# An Introduction to conformal prediction


The aim of this notebook is to implement and better understand split conformal prediction, to understand the strenghts and limits of the guarantees.

0. Data Generation
1. Split conformal prediction  
  1.1. basic score function (absolute value of the residuals)  
  1.2. 'advanced' score function (locally weighted)  
  1.3. Conformal Quantile Regression (CQR)
2. Dependence of the coverage wrt the quality of the model
3. The coverage is on average on both the test point and the calibration set

# I- Data generation

We begin by generating a toy dataset, in which the data follow the distribution
$$
X \sim \mathrm{Beta}(6,3) \qquad Y| X \sim \cos(X) + (1-\cos(X))\mathcal{N}(0,0.5).
$$

In [None]:
import random
import numpy as np
import scipy as sp
import statsmodels as sm
import matplotlib.pyplot as plt
import seaborn as sns
colors_blindness = sns.color_palette("colorblind")
color_train = colors_blindness[1]
color_cal = colors_blindness[9]
color_test = colors_blindness[4]
np.random.seed(42)

In [None]:
n_train = 100
n_cal = 100
n_test = 100
x_max, x_min = 0, 6 # For plotting limits

def sample_data(n):
    "Sample n data points from the given distribution"
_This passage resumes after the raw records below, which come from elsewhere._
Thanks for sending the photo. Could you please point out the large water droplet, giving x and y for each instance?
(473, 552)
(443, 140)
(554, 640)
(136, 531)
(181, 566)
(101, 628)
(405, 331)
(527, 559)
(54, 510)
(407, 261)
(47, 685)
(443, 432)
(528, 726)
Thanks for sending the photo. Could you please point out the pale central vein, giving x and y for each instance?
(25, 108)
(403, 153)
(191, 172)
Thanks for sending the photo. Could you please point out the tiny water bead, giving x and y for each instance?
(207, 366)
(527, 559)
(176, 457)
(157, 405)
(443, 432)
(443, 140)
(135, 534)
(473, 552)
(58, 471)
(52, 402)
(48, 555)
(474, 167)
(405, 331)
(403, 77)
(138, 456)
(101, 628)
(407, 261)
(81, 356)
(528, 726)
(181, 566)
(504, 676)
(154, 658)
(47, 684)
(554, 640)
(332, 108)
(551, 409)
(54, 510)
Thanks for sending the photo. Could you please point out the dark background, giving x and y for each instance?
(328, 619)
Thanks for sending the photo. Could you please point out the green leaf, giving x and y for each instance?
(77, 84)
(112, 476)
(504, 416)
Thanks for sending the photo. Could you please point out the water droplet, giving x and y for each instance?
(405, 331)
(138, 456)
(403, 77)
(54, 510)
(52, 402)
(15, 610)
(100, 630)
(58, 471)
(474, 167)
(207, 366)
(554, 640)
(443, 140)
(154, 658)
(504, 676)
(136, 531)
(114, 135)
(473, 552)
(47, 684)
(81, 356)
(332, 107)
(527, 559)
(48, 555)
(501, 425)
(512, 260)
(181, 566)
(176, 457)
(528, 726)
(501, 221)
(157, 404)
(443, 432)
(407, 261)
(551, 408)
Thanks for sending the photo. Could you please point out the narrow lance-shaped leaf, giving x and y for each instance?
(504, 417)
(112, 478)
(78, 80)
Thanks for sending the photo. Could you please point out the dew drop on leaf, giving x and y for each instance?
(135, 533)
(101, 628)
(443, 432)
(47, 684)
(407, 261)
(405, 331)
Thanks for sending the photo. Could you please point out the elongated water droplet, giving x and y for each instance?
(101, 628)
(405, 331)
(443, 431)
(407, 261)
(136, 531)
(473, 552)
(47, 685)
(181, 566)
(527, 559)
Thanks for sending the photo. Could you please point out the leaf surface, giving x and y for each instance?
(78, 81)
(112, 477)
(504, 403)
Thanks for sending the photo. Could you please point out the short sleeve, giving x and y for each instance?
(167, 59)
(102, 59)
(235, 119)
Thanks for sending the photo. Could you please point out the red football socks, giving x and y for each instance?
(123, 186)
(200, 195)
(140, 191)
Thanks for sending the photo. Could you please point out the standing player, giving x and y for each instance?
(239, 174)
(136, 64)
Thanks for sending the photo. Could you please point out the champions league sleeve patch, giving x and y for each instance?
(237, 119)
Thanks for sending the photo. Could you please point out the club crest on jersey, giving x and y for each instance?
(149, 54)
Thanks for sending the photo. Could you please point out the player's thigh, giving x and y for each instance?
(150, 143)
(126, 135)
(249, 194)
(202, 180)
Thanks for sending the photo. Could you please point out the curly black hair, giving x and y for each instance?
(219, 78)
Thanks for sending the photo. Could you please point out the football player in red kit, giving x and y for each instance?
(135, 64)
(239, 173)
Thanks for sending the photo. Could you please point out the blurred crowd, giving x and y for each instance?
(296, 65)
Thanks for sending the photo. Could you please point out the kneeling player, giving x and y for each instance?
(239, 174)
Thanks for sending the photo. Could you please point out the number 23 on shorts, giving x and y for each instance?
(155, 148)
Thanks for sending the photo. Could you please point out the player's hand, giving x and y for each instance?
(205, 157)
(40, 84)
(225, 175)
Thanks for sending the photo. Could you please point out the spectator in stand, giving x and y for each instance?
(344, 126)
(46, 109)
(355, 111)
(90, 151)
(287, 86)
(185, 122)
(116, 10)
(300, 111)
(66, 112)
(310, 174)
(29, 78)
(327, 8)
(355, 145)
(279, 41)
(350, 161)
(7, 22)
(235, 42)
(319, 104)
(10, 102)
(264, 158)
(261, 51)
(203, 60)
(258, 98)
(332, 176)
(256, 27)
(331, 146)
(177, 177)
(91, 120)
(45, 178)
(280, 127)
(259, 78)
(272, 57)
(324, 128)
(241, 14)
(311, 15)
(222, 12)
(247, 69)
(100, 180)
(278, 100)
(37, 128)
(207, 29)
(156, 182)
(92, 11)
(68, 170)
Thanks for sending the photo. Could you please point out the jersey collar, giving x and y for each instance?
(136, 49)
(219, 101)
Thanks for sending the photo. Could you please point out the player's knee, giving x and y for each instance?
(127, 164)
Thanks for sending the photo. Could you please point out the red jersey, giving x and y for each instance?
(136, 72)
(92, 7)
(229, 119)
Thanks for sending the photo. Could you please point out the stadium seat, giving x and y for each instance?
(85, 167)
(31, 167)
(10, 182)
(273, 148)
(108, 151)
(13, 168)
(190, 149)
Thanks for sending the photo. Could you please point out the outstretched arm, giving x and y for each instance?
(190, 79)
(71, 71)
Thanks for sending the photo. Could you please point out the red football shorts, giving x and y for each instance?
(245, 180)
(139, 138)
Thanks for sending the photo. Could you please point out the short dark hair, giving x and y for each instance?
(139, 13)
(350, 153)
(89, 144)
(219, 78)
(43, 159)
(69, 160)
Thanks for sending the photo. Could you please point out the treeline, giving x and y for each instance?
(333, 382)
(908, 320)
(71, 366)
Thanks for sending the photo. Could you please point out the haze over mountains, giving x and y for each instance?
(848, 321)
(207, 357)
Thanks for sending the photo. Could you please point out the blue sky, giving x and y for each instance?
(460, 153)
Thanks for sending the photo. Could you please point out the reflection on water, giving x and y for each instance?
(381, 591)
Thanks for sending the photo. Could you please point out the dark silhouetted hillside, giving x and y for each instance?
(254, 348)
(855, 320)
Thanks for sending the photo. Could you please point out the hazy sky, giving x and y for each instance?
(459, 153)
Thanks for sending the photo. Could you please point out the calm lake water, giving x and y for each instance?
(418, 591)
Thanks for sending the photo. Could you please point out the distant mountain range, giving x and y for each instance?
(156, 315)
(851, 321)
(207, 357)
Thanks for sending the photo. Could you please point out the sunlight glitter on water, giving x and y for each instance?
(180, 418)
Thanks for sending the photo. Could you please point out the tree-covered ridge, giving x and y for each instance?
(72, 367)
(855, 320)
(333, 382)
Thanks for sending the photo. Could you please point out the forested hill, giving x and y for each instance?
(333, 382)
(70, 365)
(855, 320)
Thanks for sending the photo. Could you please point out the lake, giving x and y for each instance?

    X = sp.stats.beta.rvs(a=6,b=3,loc=0,scale=6,size=n)

    ## Heteroscedastic model
    sigma = 0.5
    y = np.cos(X) + (1-np.cos(X))*sigma*np.random.normal(size=n)
    return X, y

X_train, y_train = sample_data(n_train)
X_cal, y_cal = sample_data(n_cal)
X_test, y_test = sample_data(n_test)
X,y = np.vstack((X_train, X_cal, X_test)), np.hstack((y_train, y_cal, y_test))

x_max, x_min = np.max(np.vstack((X_train, X_cal, X_test))), np.min(np.vstack((X_train, X_cal, X_test)))


In [None]:
plt.scatter(X,y,marker='.',color='black')
plt.xlabel(r'$X$')
plt.ylabel(r'$Y$')
plt.title('Generated data')
plt.show()

The data are randomly splitted into the train and test

# II- Split Conformal Prediction
## II.1- Regression model


We rely on a linear regression with polynomial features to fit the data.
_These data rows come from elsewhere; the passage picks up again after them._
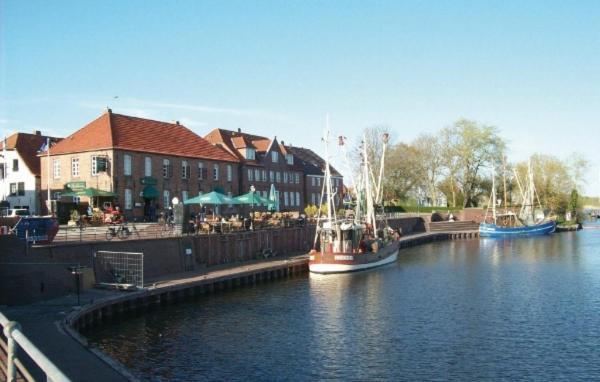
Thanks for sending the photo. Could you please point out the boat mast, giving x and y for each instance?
(494, 193)
(368, 192)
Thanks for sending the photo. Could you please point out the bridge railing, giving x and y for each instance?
(13, 369)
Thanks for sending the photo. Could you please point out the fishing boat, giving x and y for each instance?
(510, 224)
(357, 241)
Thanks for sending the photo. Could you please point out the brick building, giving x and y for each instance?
(145, 163)
(313, 167)
(264, 163)
(20, 171)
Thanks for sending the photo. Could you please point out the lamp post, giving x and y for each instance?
(252, 190)
(76, 271)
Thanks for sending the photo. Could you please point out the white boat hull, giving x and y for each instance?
(342, 268)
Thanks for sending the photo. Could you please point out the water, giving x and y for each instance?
(463, 310)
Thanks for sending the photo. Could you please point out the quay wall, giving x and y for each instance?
(29, 274)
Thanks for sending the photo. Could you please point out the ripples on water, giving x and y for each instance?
(462, 310)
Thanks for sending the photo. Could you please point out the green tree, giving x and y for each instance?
(469, 148)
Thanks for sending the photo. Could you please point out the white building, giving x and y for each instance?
(20, 171)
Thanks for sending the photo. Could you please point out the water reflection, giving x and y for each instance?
(463, 310)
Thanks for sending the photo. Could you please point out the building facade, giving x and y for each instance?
(20, 171)
(145, 163)
(266, 166)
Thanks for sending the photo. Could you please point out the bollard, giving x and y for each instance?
(11, 371)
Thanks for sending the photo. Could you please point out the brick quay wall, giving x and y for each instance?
(29, 274)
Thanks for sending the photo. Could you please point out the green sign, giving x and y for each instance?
(148, 181)
(75, 186)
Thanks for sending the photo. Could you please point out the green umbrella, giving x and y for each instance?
(91, 192)
(211, 198)
(252, 198)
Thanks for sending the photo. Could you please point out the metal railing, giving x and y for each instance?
(15, 338)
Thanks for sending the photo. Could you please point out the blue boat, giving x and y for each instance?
(492, 230)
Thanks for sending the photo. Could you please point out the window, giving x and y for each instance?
(216, 172)
(56, 168)
(202, 172)
(185, 170)
(147, 166)
(167, 170)
(127, 165)
(166, 198)
(74, 166)
(128, 199)
(99, 164)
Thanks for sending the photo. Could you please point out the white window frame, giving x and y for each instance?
(166, 199)
(128, 199)
(56, 168)
(184, 170)
(127, 162)
(75, 167)
(215, 172)
(147, 166)
(166, 168)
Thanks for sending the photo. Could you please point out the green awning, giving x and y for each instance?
(91, 192)
(150, 192)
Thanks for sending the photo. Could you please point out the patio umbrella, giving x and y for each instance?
(213, 197)
(90, 192)
(252, 198)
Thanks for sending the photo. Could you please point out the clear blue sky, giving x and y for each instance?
(277, 67)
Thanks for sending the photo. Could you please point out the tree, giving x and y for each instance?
(429, 153)
(469, 147)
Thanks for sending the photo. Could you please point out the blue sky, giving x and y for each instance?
(278, 67)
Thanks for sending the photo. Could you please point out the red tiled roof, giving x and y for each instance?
(124, 132)
(28, 145)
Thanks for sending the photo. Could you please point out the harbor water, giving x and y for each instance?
(523, 309)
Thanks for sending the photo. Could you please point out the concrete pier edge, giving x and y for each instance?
(172, 292)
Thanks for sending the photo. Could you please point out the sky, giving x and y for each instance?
(277, 68)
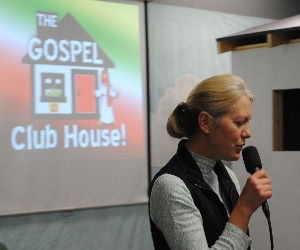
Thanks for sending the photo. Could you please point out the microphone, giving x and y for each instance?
(253, 163)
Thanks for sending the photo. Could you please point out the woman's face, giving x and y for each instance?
(229, 136)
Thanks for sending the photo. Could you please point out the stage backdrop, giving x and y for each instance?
(73, 108)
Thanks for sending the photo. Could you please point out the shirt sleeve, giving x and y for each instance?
(173, 211)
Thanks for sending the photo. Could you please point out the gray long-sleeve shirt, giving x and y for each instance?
(173, 211)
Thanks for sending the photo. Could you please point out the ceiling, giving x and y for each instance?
(274, 9)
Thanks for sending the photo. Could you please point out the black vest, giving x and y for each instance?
(212, 210)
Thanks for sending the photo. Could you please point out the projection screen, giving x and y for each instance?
(73, 105)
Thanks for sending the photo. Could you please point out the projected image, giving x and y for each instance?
(73, 94)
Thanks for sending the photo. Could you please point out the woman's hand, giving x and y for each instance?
(257, 190)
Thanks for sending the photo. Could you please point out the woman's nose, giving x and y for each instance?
(246, 133)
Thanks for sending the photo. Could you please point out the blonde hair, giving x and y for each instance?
(214, 95)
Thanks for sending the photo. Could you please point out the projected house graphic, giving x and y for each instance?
(66, 66)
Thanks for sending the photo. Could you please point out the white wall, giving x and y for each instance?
(264, 70)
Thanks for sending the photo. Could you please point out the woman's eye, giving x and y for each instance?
(239, 124)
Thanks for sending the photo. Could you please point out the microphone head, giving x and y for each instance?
(251, 159)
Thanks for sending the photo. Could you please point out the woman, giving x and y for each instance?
(194, 200)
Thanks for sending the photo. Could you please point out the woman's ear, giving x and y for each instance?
(204, 120)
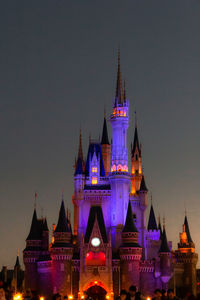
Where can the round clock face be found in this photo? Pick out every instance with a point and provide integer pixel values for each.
(95, 242)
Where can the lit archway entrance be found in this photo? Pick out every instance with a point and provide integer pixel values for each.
(96, 292)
**Q1 Complete the following implementation of the linear regression**


In [None]:
from sklearn.preprocessing import PolynomialFeatures
from sklearn import linear_model


poly = PolynomialFeatures(4)
Xpoly_test = poly.fit_transform(X_test[:, np.newaxis])
Xpoly_train = poly.fit_transform(X_train[:, np.newaxis])
Xpoly_cal = poly.fit_transform(X_cal[:, np.newaxis])
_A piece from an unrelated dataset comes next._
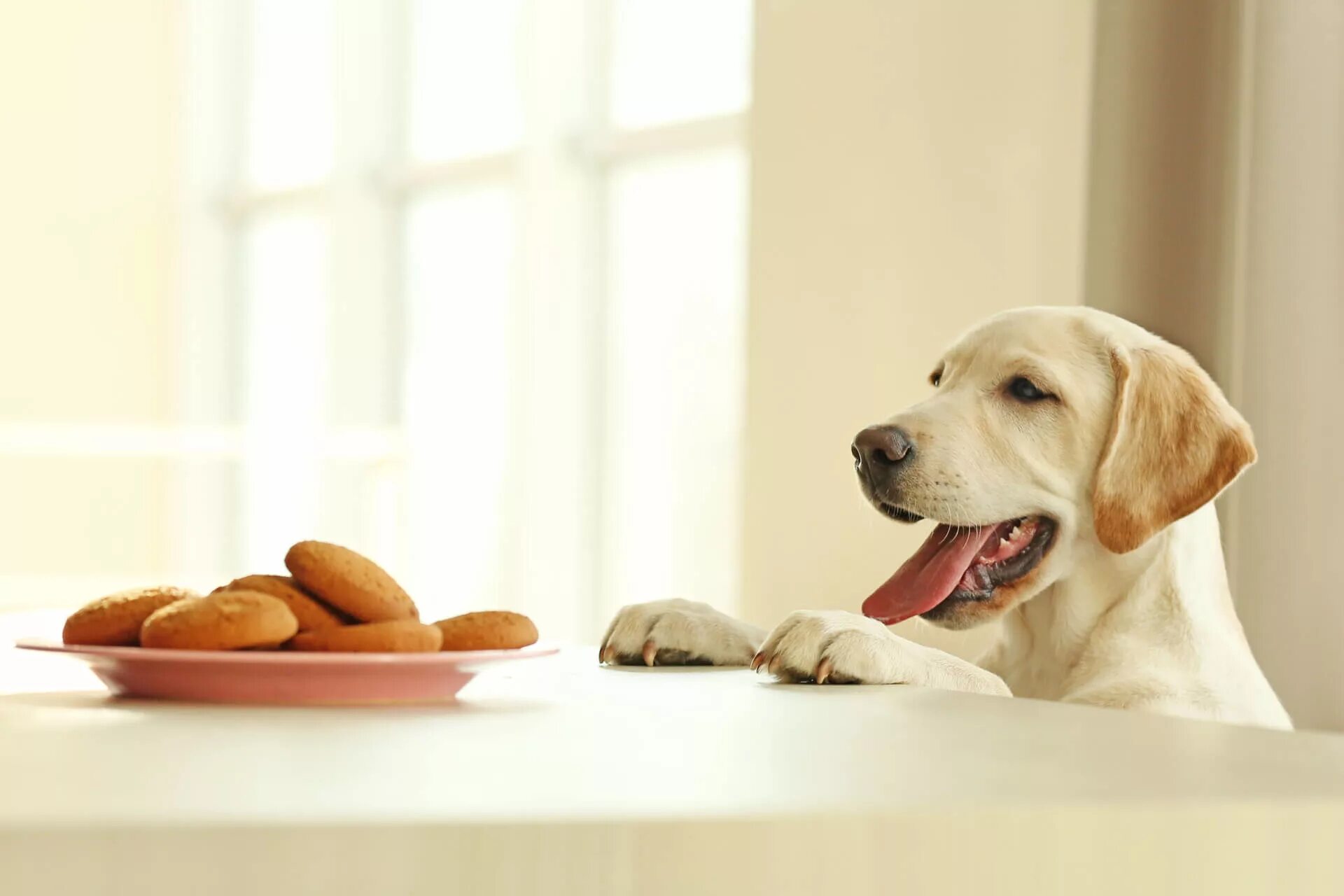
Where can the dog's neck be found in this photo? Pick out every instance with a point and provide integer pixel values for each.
(1175, 578)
linear_reg = linear_model.LinearRegression(fit_intercept=False)
#TODO LINE

In [None]:
# Visualization
plt.scatter(X_train,y_train,marker='.',color=color_train,label="Train")
plt.scatter(X_test,y_test,marker='.',color=color_test,label="Test")
plt.scatter(X_cal,y_cal,marker='.',color=color_cal,label="Calib")
aux = np.linspace(x_min,x_max,500)
auxpoly = poly.fit_transform(aux[:, np.newaxis])
plt.plot(aux,linear_reg.predict(auxpoly),color=color_train, label="Estimation")
plt.legend()
plt.xlabel(r'$X$')
plt.ylabel(r'$Y$')
plt.title('Model fit on training data')
plt.show()

## II.2- Split Conformal Regression with basic scores

We begin by implementing the standard split conformal regression method

In [None]:
alpha = 0.1 # We fix the coverage level for all the methods

**Q2 Complete the following cell to implement split conformal regression with the absolute error scores.**

In [None]:
class ConformalRegressor:
    def __init__(self, model, alpha):
        self.model = model
        self.alpha = alpha

    def score_function(self, x, y):
        raise NotImplementedError("Score function must be implemented in subclass.")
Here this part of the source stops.